Uncovering the crucial metabolic pathways in the invasive plant Hydrocotyle verticillata for defence against copper exposure by integrative transcriptome and metabolome analysis

Abstract

To throw light on the underlying strategies of Hydrocotyle verticillata coping with potentially toxic elements (PTEs) exposure. In this study, variations in the transcriptome and metabolomics of the leaves of plants exposed to various concentrations of copper ions (Cu²⁺) for 7 d were analyzed. Several crucial metabolic pathways involved in leaf defense against Cu²⁺ exposure were identified using integrative transcriptome and metabolome analysis. The pathways for plants coping with Cu²⁺ exposure were associated with carotenoid metabolism, amino acid metabolism, cutin, suberin, and wax biosynthesis, plant hormonal signal transduction, phenylpropanoid and terpenoid metabolisms.
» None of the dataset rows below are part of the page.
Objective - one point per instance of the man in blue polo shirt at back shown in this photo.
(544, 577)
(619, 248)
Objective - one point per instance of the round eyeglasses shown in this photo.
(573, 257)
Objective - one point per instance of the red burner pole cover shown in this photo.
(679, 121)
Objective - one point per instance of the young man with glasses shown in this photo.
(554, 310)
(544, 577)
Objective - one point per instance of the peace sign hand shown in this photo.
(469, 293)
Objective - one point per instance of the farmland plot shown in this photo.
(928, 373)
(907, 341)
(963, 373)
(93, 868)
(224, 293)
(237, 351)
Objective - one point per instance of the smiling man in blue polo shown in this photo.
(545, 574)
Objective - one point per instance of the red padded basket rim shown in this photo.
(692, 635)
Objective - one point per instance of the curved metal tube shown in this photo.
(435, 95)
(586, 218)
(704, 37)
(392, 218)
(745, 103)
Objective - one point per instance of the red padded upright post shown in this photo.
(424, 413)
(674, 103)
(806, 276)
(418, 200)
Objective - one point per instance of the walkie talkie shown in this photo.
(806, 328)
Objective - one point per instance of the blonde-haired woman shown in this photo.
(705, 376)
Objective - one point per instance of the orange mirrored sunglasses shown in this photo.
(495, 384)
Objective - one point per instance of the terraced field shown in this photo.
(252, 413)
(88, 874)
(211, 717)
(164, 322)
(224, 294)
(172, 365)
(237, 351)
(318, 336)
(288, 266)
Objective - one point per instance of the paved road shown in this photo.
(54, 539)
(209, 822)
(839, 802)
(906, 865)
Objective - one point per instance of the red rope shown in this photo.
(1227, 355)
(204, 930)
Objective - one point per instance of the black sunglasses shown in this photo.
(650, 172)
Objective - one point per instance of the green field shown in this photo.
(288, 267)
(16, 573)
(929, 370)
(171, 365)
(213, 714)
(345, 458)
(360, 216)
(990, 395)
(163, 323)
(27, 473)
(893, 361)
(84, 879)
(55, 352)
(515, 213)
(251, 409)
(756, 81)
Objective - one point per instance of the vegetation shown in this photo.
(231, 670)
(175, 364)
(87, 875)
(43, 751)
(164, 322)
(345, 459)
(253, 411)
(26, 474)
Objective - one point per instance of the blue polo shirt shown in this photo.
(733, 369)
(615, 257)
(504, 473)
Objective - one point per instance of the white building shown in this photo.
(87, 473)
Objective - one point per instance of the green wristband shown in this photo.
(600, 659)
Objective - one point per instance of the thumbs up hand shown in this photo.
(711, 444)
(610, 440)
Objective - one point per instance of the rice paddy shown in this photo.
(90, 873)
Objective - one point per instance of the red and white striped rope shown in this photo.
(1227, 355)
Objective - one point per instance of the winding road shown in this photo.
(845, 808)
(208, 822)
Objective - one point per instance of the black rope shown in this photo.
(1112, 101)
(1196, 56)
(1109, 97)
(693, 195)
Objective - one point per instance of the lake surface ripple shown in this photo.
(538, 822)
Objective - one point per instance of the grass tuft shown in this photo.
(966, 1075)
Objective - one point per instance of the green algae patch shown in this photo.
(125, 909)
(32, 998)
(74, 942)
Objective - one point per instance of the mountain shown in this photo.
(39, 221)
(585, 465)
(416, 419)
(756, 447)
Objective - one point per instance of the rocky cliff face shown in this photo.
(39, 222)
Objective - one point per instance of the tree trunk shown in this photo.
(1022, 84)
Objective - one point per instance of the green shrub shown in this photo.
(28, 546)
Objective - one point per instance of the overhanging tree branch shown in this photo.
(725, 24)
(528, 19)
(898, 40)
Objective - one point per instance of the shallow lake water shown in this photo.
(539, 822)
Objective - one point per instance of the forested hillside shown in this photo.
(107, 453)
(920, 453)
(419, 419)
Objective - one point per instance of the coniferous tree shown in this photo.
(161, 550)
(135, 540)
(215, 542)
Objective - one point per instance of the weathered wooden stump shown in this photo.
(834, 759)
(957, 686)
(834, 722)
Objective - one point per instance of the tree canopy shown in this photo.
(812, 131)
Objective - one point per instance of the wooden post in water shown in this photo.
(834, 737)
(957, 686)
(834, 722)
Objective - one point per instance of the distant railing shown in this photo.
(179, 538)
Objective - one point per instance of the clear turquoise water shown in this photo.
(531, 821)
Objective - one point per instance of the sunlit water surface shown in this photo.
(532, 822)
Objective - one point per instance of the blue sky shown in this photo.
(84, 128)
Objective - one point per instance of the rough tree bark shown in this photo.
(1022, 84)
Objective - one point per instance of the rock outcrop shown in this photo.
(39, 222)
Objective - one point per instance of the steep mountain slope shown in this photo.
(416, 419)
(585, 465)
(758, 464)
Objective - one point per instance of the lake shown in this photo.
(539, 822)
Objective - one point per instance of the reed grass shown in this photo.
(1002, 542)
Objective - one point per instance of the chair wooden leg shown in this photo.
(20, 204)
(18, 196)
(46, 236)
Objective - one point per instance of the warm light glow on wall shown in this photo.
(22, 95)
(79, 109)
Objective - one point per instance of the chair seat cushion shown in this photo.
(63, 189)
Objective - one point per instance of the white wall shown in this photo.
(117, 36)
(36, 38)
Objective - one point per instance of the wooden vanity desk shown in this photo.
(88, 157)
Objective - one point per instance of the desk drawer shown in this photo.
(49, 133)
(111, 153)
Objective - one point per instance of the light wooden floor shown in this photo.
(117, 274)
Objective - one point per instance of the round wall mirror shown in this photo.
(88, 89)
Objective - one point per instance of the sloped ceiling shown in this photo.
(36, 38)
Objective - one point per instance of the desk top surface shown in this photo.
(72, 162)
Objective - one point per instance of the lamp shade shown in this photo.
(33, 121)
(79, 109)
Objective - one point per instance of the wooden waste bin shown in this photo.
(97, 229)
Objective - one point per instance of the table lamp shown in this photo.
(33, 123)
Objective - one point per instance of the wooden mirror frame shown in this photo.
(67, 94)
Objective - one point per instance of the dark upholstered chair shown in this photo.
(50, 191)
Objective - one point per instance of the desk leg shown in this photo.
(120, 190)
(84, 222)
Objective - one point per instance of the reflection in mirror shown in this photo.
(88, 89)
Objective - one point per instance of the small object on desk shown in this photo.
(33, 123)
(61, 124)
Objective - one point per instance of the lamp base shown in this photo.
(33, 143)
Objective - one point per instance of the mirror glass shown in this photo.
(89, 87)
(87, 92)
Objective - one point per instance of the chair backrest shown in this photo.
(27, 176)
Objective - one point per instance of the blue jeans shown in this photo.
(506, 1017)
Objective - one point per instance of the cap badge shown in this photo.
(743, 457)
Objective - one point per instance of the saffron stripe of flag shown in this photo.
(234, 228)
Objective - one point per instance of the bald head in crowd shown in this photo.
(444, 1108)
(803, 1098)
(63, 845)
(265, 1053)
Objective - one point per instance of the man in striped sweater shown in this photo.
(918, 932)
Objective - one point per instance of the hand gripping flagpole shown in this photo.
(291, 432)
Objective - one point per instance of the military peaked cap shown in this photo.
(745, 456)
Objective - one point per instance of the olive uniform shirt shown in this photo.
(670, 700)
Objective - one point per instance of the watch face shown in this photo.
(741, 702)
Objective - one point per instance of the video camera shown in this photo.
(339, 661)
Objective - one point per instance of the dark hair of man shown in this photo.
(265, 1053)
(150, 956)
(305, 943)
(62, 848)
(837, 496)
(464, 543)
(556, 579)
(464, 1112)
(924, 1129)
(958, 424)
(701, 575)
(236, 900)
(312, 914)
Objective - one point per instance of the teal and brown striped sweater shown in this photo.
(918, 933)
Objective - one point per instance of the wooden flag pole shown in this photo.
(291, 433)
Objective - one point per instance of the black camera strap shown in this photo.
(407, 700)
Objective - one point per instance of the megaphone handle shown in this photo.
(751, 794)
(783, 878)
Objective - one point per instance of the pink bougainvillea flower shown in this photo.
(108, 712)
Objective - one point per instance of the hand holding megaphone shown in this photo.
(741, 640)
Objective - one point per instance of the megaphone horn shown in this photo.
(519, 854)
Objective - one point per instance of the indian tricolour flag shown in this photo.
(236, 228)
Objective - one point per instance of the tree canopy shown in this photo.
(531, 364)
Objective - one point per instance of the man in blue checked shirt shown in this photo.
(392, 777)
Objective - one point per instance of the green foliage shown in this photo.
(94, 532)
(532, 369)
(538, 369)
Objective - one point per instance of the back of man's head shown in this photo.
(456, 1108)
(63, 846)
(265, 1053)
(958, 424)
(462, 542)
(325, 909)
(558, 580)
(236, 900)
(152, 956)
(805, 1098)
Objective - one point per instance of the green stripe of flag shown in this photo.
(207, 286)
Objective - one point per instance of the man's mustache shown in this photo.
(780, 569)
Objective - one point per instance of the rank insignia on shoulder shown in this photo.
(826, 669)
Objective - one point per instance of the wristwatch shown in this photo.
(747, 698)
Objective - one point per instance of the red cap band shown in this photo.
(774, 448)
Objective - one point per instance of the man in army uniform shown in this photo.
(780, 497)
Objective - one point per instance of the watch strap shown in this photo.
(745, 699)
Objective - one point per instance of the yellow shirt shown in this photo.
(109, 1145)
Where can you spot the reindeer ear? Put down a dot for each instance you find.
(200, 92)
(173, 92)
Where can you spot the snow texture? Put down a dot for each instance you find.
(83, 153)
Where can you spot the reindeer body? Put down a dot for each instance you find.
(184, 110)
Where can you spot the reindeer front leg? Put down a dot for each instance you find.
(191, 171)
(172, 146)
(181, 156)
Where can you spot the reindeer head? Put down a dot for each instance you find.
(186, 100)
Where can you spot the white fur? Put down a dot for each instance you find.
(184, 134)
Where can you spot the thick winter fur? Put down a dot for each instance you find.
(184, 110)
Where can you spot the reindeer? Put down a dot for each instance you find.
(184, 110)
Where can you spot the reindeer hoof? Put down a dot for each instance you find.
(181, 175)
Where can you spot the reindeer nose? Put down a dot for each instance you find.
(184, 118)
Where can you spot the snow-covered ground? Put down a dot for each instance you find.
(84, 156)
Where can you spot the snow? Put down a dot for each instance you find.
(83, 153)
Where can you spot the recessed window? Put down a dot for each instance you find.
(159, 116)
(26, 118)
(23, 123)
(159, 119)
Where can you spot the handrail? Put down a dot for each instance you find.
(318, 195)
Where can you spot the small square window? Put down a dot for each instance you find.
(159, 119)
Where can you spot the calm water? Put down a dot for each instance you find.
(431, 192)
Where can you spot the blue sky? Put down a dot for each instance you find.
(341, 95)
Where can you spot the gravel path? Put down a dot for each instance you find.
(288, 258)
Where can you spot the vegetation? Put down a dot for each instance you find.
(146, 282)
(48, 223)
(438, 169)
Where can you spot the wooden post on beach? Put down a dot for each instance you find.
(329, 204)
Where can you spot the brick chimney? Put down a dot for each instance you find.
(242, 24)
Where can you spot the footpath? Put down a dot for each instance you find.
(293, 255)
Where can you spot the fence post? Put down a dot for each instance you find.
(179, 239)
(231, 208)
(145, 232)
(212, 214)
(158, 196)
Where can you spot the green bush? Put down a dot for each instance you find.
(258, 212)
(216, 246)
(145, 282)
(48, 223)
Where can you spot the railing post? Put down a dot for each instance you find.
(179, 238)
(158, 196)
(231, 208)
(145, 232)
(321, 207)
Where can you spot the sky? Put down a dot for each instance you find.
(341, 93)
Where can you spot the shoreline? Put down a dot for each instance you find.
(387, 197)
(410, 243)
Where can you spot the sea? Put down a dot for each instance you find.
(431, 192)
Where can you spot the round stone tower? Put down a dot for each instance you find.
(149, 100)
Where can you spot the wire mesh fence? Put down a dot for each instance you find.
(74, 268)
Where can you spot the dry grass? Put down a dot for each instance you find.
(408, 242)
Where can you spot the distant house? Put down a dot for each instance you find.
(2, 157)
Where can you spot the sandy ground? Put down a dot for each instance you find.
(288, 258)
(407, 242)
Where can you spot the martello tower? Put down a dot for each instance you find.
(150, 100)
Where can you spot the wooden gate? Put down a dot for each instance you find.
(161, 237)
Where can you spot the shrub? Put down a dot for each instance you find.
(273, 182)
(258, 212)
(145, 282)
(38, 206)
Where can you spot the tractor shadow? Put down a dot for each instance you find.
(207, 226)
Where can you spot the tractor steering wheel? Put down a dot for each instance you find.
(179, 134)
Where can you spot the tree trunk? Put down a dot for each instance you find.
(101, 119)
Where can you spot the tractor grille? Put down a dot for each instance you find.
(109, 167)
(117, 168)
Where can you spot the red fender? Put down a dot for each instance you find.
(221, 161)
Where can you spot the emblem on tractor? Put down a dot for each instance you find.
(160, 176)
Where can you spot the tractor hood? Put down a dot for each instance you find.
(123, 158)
In the 90.0 μM Cu²⁺ treatment, abscisic acid 8′-hydroxylase was upregulated, reducing abscisic acid content, while downregulation of the BAK1 gene and pathogen-related protein genes triggered programmed cell death The positive role of antheraxanthin, γ-L-glutamylcysteine, γ-aminobutyric acid, and carnosine in the plant defense against 45.0 μM Cu²⁺ was observed. Lutein, 3,4-dihydrospheroidene, linoleic acid, glutamine, pyroglutamic acid, the gene encoding brassinosteroid resistant 1/2, and xyloglucan:xyloglucosyl transferase are involved in plant defense against 90.0 μM Cu²⁺. Compared to 0 mM, both Cu²⁺ treatments upregulated hexadecanedioic acid abundance and the gene encoding the auxin response protein. This study provides new insights into the underlying mechanisms through which invasive plants defend against PTE exposure.